One thing I mentioned in the chat discussion I linked above: I default to thinking of feed services like this proxy as "public infrastructure" by default - something that has to be on the public web, with all the maintenance and security issues that go along with that.
However, as I self-host my own Aperture instance, I can set up this proxy on the same server and ensure that it only accepts local requests. Fewer public endpoints, fewer problems.
Anyway, maybe I'll get that done and posted about in the near future, but today I just wanted to get these thoughts out of my head and close some tabs!
Mentions
I made a first-pass at this filter thing! Definitely a quick-and-dirty hack.

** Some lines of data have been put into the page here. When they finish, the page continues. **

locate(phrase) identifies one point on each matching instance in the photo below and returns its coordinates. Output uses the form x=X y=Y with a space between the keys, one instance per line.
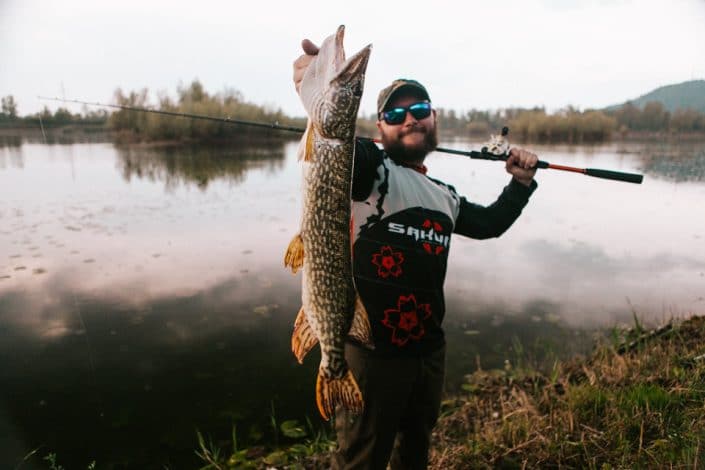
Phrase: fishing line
x=483 y=154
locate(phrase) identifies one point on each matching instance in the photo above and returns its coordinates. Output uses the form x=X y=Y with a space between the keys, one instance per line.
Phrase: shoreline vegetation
x=569 y=125
x=636 y=401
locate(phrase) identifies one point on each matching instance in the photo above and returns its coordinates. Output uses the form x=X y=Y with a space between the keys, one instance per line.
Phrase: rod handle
x=615 y=175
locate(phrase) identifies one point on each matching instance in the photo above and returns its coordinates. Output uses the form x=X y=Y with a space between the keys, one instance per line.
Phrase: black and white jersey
x=401 y=228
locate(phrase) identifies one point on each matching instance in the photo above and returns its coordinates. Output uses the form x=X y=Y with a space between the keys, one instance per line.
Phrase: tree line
x=533 y=124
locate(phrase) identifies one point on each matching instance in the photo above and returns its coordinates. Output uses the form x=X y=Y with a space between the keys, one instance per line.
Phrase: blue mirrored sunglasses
x=420 y=110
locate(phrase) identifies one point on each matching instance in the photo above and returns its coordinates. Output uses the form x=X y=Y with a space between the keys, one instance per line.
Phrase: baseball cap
x=401 y=83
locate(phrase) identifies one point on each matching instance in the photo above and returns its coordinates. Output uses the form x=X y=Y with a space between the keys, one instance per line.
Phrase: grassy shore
x=640 y=405
x=638 y=401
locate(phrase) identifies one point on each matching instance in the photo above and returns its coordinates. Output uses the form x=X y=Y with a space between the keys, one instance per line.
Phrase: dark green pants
x=402 y=398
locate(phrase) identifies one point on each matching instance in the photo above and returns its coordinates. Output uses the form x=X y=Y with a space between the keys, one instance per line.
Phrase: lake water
x=142 y=293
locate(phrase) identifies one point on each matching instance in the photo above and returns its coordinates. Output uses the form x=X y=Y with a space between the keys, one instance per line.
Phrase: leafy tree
x=9 y=107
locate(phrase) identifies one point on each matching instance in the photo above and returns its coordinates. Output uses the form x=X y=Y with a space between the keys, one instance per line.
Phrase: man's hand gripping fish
x=330 y=91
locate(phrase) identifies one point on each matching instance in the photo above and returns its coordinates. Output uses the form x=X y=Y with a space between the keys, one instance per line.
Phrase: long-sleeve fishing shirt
x=402 y=226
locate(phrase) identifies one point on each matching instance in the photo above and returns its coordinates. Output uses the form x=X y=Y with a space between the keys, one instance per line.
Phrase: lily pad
x=277 y=457
x=292 y=428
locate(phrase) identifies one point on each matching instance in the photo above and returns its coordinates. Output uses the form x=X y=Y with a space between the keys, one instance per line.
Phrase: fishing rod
x=483 y=154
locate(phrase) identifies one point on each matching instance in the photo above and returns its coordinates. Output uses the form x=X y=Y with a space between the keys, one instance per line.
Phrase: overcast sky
x=469 y=54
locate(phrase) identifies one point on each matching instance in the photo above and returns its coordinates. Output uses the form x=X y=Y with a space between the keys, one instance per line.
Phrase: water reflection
x=130 y=315
x=197 y=164
x=143 y=376
x=681 y=165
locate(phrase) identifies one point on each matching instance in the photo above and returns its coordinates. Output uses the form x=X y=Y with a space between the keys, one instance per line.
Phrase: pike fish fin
x=360 y=330
x=294 y=256
x=305 y=151
x=303 y=339
x=331 y=392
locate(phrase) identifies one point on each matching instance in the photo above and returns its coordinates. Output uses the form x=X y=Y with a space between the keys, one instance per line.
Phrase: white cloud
x=469 y=54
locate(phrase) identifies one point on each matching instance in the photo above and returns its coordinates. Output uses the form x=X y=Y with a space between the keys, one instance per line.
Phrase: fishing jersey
x=401 y=228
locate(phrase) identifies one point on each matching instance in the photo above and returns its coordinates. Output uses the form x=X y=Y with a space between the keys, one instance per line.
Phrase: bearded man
x=402 y=223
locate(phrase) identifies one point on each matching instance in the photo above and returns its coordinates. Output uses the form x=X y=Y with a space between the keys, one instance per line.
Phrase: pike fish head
x=332 y=87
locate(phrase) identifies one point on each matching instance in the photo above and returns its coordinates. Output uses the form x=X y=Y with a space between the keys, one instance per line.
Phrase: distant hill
x=689 y=94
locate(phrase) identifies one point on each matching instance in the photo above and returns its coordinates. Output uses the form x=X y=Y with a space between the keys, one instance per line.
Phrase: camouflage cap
x=387 y=93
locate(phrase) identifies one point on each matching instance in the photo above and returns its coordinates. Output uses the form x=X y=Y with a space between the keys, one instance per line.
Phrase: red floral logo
x=388 y=262
x=406 y=321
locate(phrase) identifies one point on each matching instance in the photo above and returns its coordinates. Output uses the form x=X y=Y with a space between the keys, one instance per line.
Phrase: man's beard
x=398 y=152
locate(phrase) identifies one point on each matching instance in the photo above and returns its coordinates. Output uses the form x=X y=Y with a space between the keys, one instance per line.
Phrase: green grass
x=644 y=408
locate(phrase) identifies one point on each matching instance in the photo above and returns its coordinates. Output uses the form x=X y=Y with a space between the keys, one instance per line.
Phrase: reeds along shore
x=568 y=125
x=638 y=406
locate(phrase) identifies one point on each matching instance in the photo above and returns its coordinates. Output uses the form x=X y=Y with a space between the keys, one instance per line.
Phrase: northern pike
x=330 y=92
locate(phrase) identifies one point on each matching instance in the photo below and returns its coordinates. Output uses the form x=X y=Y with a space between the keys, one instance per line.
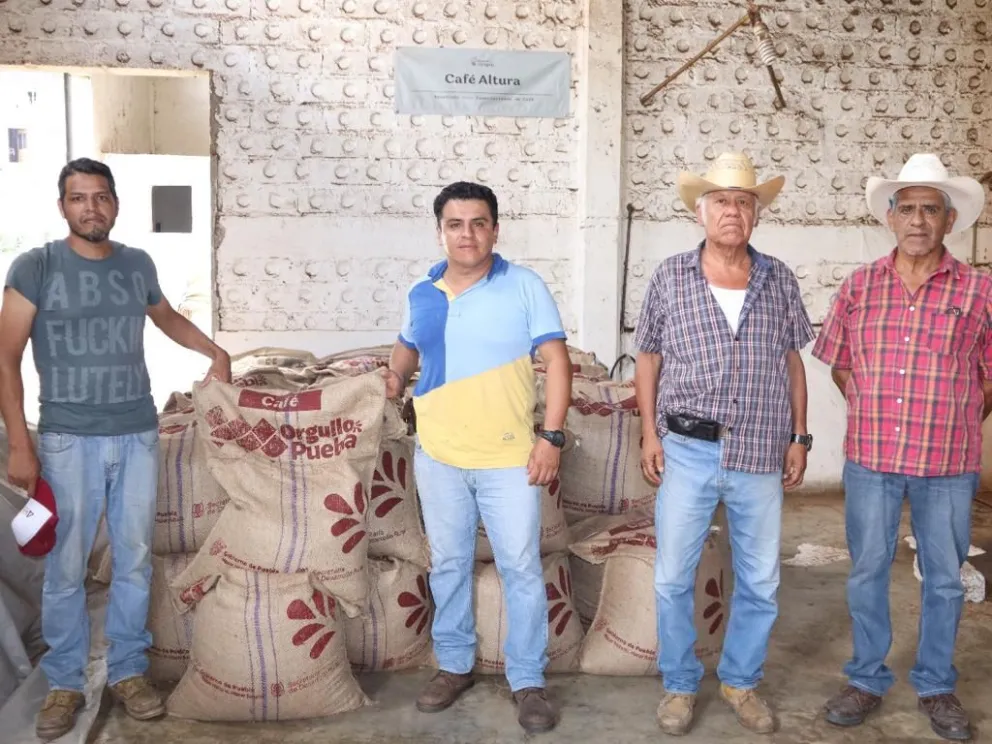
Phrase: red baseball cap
x=34 y=525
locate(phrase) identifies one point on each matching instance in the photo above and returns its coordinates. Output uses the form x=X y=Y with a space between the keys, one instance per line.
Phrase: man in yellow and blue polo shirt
x=472 y=324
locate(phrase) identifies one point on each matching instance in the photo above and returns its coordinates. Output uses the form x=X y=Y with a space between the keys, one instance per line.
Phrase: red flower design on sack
x=335 y=503
x=418 y=603
x=714 y=588
x=558 y=599
x=385 y=481
x=320 y=621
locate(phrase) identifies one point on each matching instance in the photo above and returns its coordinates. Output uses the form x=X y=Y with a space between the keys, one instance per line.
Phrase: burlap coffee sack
x=394 y=525
x=623 y=638
x=297 y=468
x=171 y=632
x=271 y=357
x=554 y=531
x=266 y=647
x=601 y=474
x=564 y=629
x=189 y=501
x=395 y=632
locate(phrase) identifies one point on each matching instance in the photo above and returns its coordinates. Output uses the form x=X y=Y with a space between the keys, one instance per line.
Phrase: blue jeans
x=940 y=510
x=694 y=483
x=86 y=474
x=452 y=500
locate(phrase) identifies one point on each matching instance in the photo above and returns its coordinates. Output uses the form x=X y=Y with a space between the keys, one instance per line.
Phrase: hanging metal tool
x=766 y=51
x=624 y=328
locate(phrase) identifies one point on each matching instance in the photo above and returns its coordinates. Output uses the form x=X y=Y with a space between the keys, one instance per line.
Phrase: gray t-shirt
x=88 y=337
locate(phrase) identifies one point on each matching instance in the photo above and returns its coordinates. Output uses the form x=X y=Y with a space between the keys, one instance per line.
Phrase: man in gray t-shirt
x=82 y=303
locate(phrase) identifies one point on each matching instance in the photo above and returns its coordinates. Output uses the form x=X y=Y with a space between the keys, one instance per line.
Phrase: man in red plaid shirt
x=909 y=343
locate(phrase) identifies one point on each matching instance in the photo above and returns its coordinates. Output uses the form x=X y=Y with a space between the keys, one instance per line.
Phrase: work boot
x=444 y=689
x=752 y=712
x=58 y=714
x=141 y=700
x=947 y=716
x=851 y=706
x=535 y=712
x=675 y=712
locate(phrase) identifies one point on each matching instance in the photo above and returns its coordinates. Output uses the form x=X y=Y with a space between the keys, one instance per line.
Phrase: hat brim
x=691 y=187
x=967 y=197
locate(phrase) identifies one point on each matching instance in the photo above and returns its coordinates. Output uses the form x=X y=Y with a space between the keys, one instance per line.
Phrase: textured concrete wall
x=323 y=192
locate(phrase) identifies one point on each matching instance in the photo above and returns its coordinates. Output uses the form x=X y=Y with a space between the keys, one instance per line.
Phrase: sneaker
x=536 y=714
x=58 y=714
x=752 y=712
x=141 y=700
x=675 y=712
x=443 y=690
x=851 y=706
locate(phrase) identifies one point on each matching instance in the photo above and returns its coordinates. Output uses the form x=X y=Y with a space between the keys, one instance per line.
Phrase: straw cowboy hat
x=729 y=171
x=925 y=169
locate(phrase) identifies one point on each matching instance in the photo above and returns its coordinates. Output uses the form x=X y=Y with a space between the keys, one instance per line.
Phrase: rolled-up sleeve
x=832 y=346
x=802 y=328
x=649 y=335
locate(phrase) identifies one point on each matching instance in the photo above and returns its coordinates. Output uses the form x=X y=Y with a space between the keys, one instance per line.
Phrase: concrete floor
x=809 y=646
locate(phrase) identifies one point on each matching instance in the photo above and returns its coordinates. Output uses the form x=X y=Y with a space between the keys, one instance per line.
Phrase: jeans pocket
x=55 y=443
x=148 y=438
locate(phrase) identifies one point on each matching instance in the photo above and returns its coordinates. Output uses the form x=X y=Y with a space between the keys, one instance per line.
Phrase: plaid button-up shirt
x=740 y=381
x=917 y=361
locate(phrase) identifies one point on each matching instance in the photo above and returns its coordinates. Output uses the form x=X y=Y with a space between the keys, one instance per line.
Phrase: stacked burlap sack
x=297 y=483
x=609 y=508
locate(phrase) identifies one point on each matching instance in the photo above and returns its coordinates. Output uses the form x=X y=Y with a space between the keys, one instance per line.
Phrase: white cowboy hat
x=729 y=171
x=925 y=169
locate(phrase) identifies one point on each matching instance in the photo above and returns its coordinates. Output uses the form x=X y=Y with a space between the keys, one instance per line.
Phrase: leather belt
x=696 y=428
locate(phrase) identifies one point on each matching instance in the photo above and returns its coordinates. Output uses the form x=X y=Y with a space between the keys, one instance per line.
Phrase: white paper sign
x=29 y=520
x=482 y=82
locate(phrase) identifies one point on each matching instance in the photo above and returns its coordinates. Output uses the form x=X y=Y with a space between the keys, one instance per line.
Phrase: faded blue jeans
x=87 y=475
x=694 y=483
x=940 y=510
x=452 y=501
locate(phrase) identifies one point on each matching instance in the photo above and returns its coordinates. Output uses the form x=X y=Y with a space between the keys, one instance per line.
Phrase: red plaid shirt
x=917 y=364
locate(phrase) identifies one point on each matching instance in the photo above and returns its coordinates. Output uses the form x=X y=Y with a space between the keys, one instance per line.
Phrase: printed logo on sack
x=559 y=596
x=316 y=442
x=588 y=407
x=388 y=480
x=418 y=604
x=348 y=523
x=714 y=610
x=320 y=620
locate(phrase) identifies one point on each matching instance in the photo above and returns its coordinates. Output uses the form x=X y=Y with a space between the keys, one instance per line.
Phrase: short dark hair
x=89 y=168
x=463 y=191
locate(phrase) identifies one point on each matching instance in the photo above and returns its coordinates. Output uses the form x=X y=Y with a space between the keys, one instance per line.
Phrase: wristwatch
x=557 y=438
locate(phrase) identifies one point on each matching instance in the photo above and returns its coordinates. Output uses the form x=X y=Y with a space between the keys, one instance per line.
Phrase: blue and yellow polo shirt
x=475 y=397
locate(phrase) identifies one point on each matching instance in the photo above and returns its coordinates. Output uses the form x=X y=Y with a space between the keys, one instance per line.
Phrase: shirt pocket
x=950 y=334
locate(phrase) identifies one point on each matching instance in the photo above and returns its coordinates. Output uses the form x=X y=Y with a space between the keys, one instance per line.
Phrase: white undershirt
x=731 y=301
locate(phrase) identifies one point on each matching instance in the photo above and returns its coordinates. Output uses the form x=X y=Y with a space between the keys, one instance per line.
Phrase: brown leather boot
x=851 y=706
x=536 y=714
x=675 y=713
x=140 y=699
x=752 y=712
x=58 y=714
x=947 y=717
x=443 y=690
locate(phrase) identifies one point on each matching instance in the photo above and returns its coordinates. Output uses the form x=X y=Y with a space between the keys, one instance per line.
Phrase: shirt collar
x=499 y=266
x=758 y=259
x=948 y=264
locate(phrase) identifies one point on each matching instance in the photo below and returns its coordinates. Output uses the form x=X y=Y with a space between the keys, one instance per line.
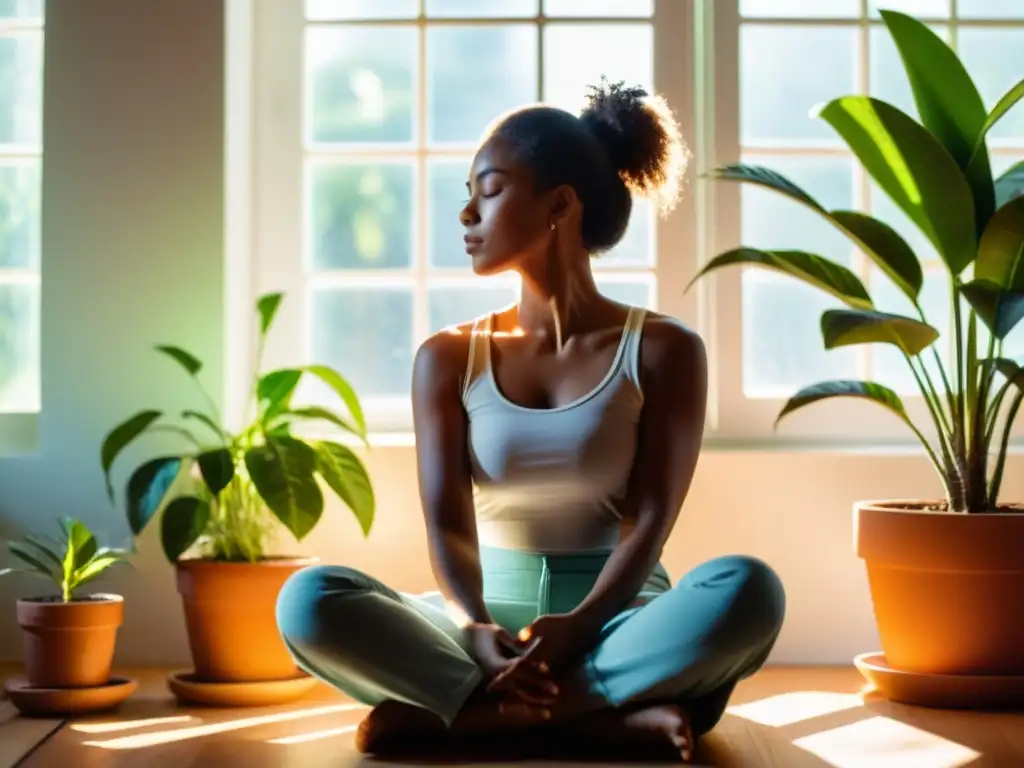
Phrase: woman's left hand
x=552 y=641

My first time using PHP’s SimplePie feed parser and it felt very 🔥XML🔥 to do so. No promises on when or whether I will add features to it later. https://git.schmarty.net/schmarty/youtube-rss-to-htmlmf2/src/branch/main/public/index.php I set this up on the same virtual server that runs my Aperture service, made it only accessible from localhost with a listen 127.0.0.2:80 and gave it a name by adding a 127.0.0.2 …
I'm not familiar with Media RSS or how stable that spec is, but maybe it would be worth adding an option for it in Granary?
Now that I'm thinking about this again, another totally different option is to add support for YouTube's special RSS stuff to the parser that Aperture uses to fetch feeds. Is that an ugly option? Yes. Would it work well? Yes.